Led by the renowned Chinese quantum physicist Pan Jianwei, the research team has successfully accomplished this quantum computing feat, achieving a speed that is 10 quadrillion times faster in solving Gaussian boson sampling (GBS) problems compared to the world's existing fastest supercomputers.
Gaussian boson sampling, a classically intractable problem, was employed in this study to provide a highly efficient way of demonstrating quantum computational speedup in solving some well-defined tasks.
The study was published online in the journal Physical Review Letters on Wednesday Beijing Time.
Quantum computing is a groundbreaking mode of computation, calculating by orchestrating quantum bits in adherence to the principles of quantum mechanics. Nobel Laureate Richard Feynman first put forward the concept of quantum computers in 1981.
China's photonics quantum computer prototype, named "Jiuzhang," after the ancient Chinese mathematical masterpiece "Nine Chapters on the Mathematical Art," was built in December 2020, achieving quantum computational advantage with up to 76 detected photons.
"Jiuzhang" made China the second country in the world to achieve quantum computational advantage, also known as "quantum supremacy," indicating an overwhelming quantum computational acceleration that is currently not feasible for traditional computers.
Lu Chaoyang, a member of the research team and professor at the University of Science and Technology of China, said that a series of innovations, including a newly developed superconducting nanowire single-photon detection scheme with fiber loop-based configuration, increased the number of detected photons for "Jiuzhang 3.0" to 255, greatly improving the complexity of photonics quantum computing.
"By demultiplexing photons into time bins through delays, we've achieved capabilities of pseudo photon number resolving," Lu added.
According to the state-of-the-art exact classical simulation algorithm, "Jiuzhang 3.0" is a million times faster at solving GBS problems than its predecessor, "Jiuzhang 2.0." Moreover, the most complex samples of GBS that "Jiuzhang 3.0" can calculate in just one microsecond would take the world's fastest supercomputer, "Frontier," more than 20 billion years to complete.
Lu pointed out that, despite many upgrades and innovative achievements, "Jiuzhang 3.0" is still a long way from becoming a universal quantum computer.
"Universal quantum computers might require the manipulation of tens of millions of qubits and error correction capabilities. These are among the future challenges. The practical application of quantum computing is an ongoing relay race," Lu said.
In 2021, the team led by Pan developed the "Jiuzhang 2.0" with 113 detected photons and a 66-qubit programmable superconducting quantum computing system named "Zuchongzhi 2.1," making China the only country to achieve a quantum computational advantage in two mainstream technical routes -- one via photonics quantum computing technology and the other via superconducting quantum computing technology.
The global landscape for quantum computing is on an accelerated trajectory, where countries and tech behemoths, including IBM and Google, are engaged in a spirited race. Governments and related industries are also doubling down on research investments and policy support for quantum computing.
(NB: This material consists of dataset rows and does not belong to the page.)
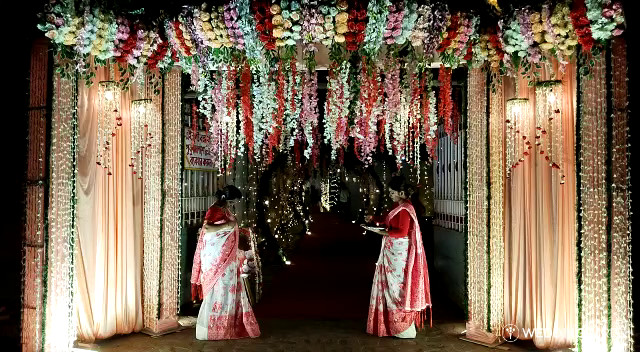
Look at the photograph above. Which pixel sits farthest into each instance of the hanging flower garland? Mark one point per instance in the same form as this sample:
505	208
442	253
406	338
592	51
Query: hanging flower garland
377	11
106	29
341	18
182	38
526	19
287	24
231	21
356	25
393	29
431	23
263	14
265	107
158	54
496	53
247	110
309	112
606	19
293	105
327	33
337	109
246	24
445	103
581	24
368	111
389	126
412	92
429	114
515	42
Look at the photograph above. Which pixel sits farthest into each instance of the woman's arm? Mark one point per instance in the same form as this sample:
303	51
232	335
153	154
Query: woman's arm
219	227
399	226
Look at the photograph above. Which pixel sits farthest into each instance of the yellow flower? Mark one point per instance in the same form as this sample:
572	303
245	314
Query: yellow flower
342	17
538	37
278	32
342	28
546	46
535	17
537	28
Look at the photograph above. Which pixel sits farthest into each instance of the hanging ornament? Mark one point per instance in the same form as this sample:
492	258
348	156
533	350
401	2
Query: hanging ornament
518	141
549	124
109	122
142	128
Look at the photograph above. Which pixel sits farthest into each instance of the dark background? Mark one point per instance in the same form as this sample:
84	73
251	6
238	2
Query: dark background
19	28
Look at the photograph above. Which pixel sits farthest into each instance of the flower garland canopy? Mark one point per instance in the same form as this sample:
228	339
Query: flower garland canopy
206	36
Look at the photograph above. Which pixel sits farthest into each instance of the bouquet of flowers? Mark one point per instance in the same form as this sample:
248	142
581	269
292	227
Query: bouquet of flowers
263	13
287	24
356	24
377	12
230	16
432	21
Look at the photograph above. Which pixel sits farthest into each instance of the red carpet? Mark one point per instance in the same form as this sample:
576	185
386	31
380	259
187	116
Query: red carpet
329	277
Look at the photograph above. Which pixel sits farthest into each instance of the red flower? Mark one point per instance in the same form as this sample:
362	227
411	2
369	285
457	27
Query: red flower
349	37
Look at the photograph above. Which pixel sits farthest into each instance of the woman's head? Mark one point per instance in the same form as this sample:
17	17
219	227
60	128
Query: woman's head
399	189
227	195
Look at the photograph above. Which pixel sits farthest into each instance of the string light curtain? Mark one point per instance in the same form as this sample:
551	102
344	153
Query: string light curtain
621	300
109	122
109	260
152	167
517	136
593	204
171	217
60	328
478	233
33	285
549	141
540	228
496	230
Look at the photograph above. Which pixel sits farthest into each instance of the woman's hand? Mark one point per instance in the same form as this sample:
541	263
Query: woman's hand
196	292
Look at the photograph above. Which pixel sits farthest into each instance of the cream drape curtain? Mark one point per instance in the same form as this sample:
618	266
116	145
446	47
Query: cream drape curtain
109	247
540	232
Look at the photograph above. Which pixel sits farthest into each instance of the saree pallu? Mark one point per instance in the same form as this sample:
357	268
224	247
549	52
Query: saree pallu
225	312
400	294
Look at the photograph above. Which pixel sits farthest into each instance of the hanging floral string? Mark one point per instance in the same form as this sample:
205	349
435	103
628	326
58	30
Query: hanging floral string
356	25
391	128
247	110
337	109
368	111
309	113
263	14
445	102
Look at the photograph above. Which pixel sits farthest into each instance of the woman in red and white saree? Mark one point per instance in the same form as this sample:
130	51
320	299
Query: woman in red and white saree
400	294
225	312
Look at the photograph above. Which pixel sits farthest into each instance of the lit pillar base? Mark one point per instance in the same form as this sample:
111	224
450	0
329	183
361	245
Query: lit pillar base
164	327
478	335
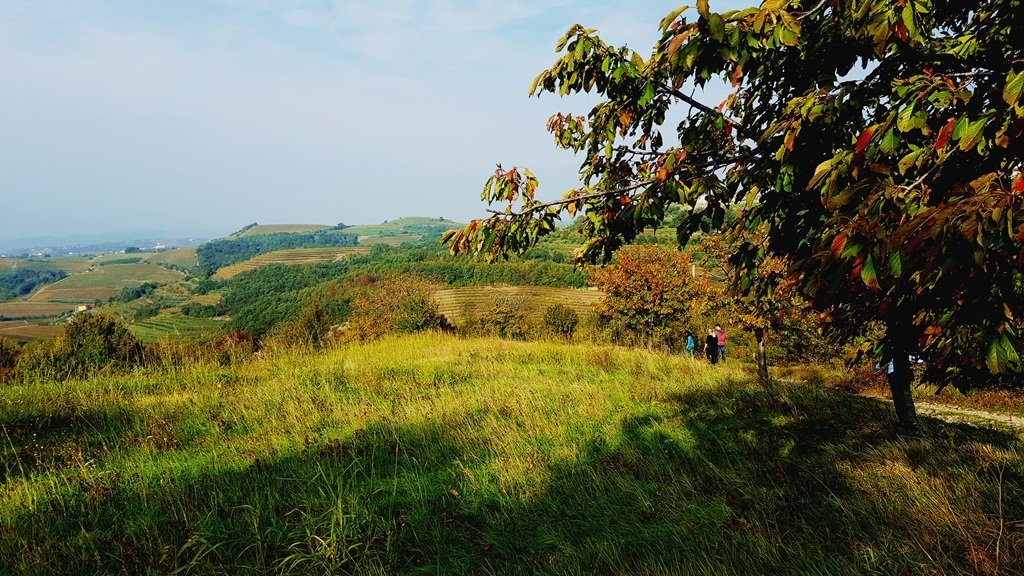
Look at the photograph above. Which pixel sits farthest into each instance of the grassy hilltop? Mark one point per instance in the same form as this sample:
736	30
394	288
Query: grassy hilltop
433	454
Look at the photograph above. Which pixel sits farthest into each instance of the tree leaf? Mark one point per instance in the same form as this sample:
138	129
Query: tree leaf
819	172
868	274
1012	91
671	17
704	8
972	134
864	138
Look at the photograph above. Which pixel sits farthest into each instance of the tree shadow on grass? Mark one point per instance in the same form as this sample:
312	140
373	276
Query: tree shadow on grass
722	482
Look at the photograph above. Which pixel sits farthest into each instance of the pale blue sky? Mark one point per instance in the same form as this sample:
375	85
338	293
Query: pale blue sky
201	117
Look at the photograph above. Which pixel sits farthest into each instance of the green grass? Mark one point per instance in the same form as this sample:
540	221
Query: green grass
176	326
273	229
431	454
184	257
290	256
468	302
103	282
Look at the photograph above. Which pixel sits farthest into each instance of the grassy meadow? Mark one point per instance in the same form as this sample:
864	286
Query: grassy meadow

Highlighting the extraordinary parallel computing capability of quantum computers, Pan stated that quantum computing is poised, through specific algorithms, to offer enhanced computational power compared to traditional computers, especially in realms like cryptography, big data optimization, weather forecasting, material design and drug analysis.
The team noted that establishing quantum computational advantage requires great endeavor, with long-term competition between classical algorithms and quantum computing hardware.
They anticipate that this work will, on the one hand, stimulate more research on classical simulation algorithms, and on the other hand, through diligent efforts, gradually address various scientific and engineering challenges in quantum computing research. Ultimately, quantum computers will achieve computational power beyond the reach of classical computers, driving the advancement of science and technology.